We generate graphs for huge datasets. We are talking 4096 samples per second, and 10 minutes per graph. A simple calculation makes for 4096 * 60 * 10 = 2457600 samples per linegraph. Each sample is a double (8 bytes) precision FP. Furthermore, we render multiple linegraphs on one screen, up to about a hundred. This makes we render about 25M samples in a single screen. Using common sense and simple tricks, we can get this code performant using the CPU drawing this on a 2D canvas. Performant, that is the render times fall below one minute. As this is scientific data, we cannot omit any samples. Seriously, this is not an option. Do not even start thinking about it.
Naturally, we want to improve render times using all techniques available. Multicore, pre-rendering, caching are all quite interesting but do not cut it. We want 30FPS rendering with these datasets at minimum, 60FPS preferred. We now this is an ambitious goal.
A natural way to offload graphics rendering is using the GPU of the system. GPU’s are made to work with huge datasets and process them parrallel. Some simple HelloWorld tests showed us a difference of day and night in rendering speed, using the GPU.
Now the problem is: GPU API’s such as OpenGL, DirectX and XNA are made for 3D scenes in mind. Thus, using them to render 2D linegraphs is possible, but not ideal. In the proof of concepts we developed, we encountered that we need to transform the 2D world into a 3D world. Suddnely we have to work with and XYZ coordinate system with polygons, vertices and more of the goodness. That is far from ideal from a development perspective. Code gets unreadable, maintenance is a nightmare, and more issues boil up.
What would your suggestion or idea be to to this in 3D? Is the only way to do this to actually convert the two systems (2D coordinates versus 3D coordinates & entities)? Or is there a sleeker way to achieve this?
-Why is it usefull to render multiple samples on one pixel? Since it represents the dataset better. Say on one pixel, you have the values 2, 5 and 8. Due to some sample omitting algorithm, only the 5 is drawn. The line would only go to 5, and not to 8, hence the data is distorted. You could argue for the opposite too, but fact of the matter is that the first argument counts for the datasets we work with. This is exactly the reason why we cannot omit samples.

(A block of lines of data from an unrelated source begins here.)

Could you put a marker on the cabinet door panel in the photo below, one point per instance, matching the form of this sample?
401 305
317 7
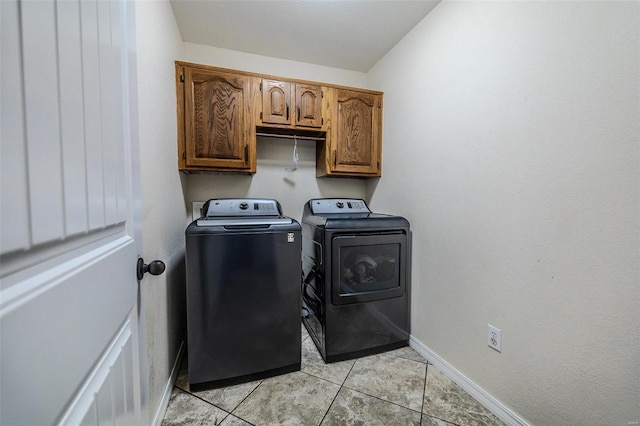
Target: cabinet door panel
357 133
276 100
309 105
217 119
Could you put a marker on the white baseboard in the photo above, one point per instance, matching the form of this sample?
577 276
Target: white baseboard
166 396
488 401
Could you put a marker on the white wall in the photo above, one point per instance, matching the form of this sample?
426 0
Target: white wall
274 155
163 205
513 129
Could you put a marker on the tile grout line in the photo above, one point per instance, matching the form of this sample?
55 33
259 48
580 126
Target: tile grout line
337 393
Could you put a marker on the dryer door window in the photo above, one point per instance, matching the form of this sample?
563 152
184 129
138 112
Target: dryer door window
368 267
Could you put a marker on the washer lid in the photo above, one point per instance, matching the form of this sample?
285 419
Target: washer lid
247 221
241 207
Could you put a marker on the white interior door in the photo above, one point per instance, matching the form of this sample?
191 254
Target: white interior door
70 329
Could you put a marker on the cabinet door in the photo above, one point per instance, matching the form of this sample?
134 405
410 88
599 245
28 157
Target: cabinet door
358 132
218 126
308 105
276 100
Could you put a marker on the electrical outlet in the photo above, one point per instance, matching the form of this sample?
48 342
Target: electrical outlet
495 338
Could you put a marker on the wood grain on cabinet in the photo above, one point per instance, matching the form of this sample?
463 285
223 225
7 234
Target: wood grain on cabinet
220 112
218 128
353 146
277 106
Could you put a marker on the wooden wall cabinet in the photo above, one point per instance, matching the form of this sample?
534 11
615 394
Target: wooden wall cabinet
291 104
216 131
220 110
354 141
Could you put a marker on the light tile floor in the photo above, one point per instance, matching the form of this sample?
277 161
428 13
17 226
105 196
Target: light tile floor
393 388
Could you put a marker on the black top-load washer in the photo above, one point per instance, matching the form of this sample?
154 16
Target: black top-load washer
356 278
243 292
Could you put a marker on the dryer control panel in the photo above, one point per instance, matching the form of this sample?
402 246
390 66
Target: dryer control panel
338 205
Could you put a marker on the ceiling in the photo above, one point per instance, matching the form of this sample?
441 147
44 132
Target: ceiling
346 34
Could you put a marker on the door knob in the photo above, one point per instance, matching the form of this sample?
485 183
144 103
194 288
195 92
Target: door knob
156 267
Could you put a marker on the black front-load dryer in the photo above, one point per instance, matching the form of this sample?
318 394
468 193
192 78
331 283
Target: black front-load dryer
356 278
243 292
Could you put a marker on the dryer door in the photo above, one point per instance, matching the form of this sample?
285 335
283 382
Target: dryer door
367 267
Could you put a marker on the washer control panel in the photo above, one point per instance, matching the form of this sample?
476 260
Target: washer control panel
218 207
338 205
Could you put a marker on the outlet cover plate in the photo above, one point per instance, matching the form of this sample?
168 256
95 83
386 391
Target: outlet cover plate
494 339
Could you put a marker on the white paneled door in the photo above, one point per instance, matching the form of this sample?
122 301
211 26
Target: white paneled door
69 325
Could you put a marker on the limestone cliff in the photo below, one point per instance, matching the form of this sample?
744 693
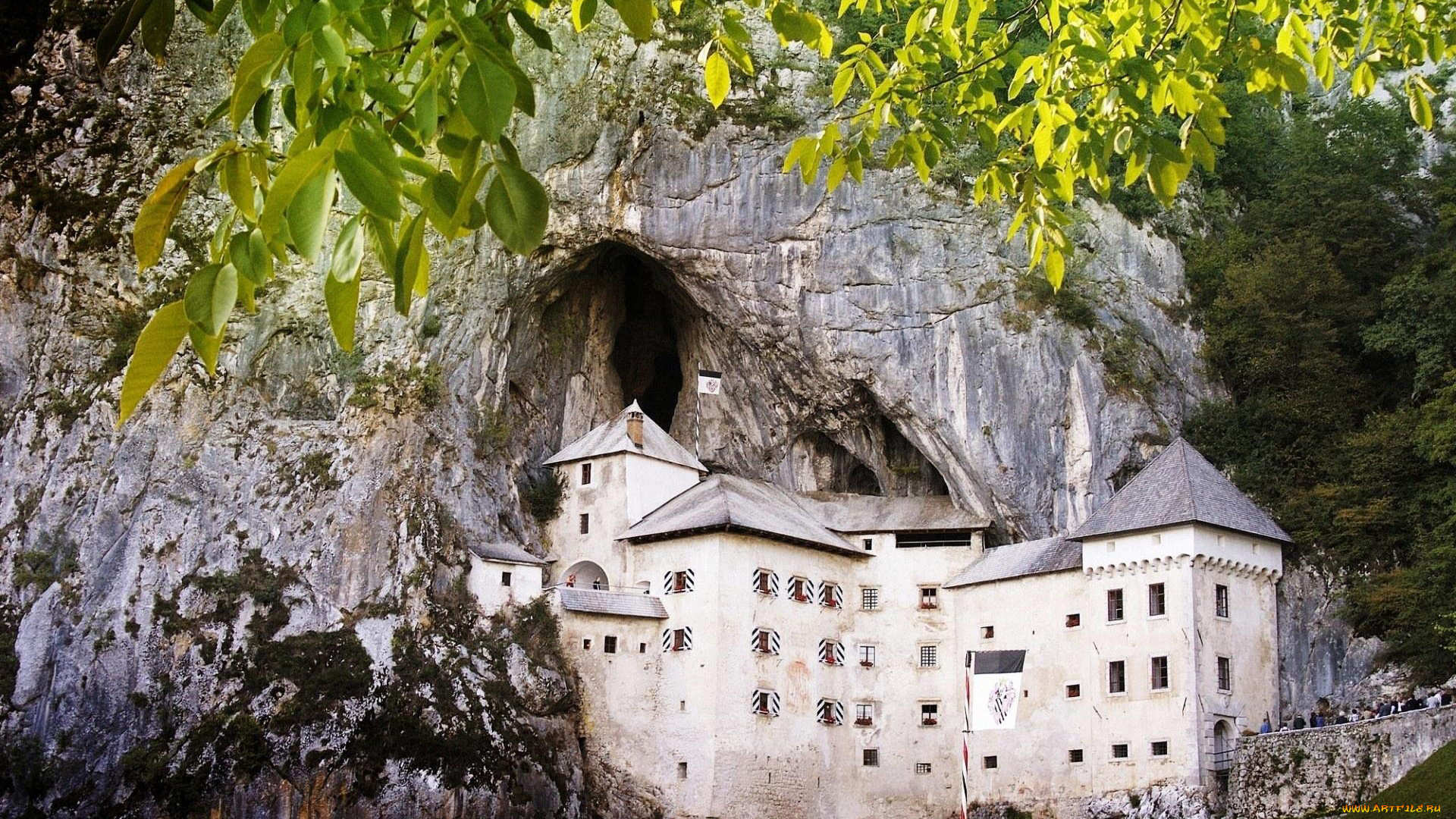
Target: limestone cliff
248 599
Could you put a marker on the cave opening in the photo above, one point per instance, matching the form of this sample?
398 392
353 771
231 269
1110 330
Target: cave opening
645 349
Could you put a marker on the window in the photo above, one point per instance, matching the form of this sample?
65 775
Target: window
830 596
830 713
677 639
1158 673
1156 601
832 651
870 599
928 656
764 642
677 582
800 589
1114 605
1117 676
766 703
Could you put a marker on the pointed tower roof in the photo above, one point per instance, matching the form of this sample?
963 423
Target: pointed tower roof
612 438
1180 487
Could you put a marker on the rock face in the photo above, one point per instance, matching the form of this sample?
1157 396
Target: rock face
256 580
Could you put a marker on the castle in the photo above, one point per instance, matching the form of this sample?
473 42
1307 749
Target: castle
756 651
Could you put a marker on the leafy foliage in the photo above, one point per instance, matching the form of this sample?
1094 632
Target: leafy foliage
410 104
1329 306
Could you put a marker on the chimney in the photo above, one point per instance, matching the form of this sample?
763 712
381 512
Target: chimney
635 428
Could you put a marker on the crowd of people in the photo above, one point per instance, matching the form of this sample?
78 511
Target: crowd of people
1327 716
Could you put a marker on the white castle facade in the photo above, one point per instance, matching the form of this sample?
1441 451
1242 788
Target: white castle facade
753 651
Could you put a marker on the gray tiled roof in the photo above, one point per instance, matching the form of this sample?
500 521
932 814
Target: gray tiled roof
1019 560
612 438
1180 487
620 604
510 553
845 512
731 503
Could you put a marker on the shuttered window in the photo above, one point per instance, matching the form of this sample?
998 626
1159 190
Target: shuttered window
677 639
830 711
832 651
764 703
764 642
677 582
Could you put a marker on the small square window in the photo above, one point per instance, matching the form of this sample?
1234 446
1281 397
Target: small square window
870 599
928 656
1117 676
1156 599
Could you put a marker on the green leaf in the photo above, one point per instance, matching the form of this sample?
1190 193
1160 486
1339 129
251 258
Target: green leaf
715 76
289 181
582 12
156 27
149 235
372 171
638 17
210 297
155 347
516 205
343 299
254 74
487 95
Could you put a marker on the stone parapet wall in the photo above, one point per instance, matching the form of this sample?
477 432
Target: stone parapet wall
1312 770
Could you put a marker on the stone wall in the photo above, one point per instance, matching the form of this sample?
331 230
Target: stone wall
1305 771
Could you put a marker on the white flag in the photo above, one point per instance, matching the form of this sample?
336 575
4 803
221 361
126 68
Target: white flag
995 689
710 382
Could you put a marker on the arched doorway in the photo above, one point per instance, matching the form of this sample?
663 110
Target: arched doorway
585 575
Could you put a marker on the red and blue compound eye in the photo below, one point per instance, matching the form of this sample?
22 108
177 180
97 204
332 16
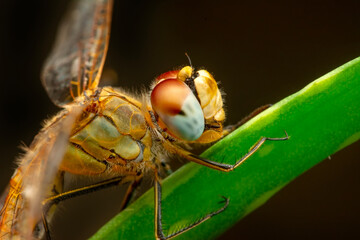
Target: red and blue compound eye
178 108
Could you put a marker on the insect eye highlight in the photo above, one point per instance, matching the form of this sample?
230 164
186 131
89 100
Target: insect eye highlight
178 108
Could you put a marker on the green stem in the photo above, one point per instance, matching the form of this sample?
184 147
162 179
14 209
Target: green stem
320 119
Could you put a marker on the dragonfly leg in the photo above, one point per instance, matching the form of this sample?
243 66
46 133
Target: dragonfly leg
130 193
48 202
222 166
159 234
230 128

A really popular toolkit for scientific visualization is VTK, and I think it suits your needs:
It’s a high-level API, so you won’t have to use OpenGL (VTK is built on top of OpenGL). There are interfaces for C++, Python, Java, and Tcl. I think this would keep your codebase pretty clean.
You can import all kinds of datasets into VTK (there are tons of examples from medical imaging to financial data).
VTK is pretty fast, and you can distribute VTK graphics pipelines across multiple machines if you want to do very large visualizations.
Regarding:
You can render large datasets in VTK by sampling and by using LOD models. That is, you’d have a model where you see a lower-resolution version from far out, but if you zoom in you would see a higher-resolution version. This is how a lot of large dataset rendering is done.
You don’t need to eliminate points from your actual dataset, but you can surely incrementally refine it when the user zooms in. It does you no good to render 25 million points to a single screen when the user can’t possibly process all that data. I would recommend that you take a look at both the VTK library and the VTK user guide, as there’s some invaluable information in there on ways to visualize large datasets.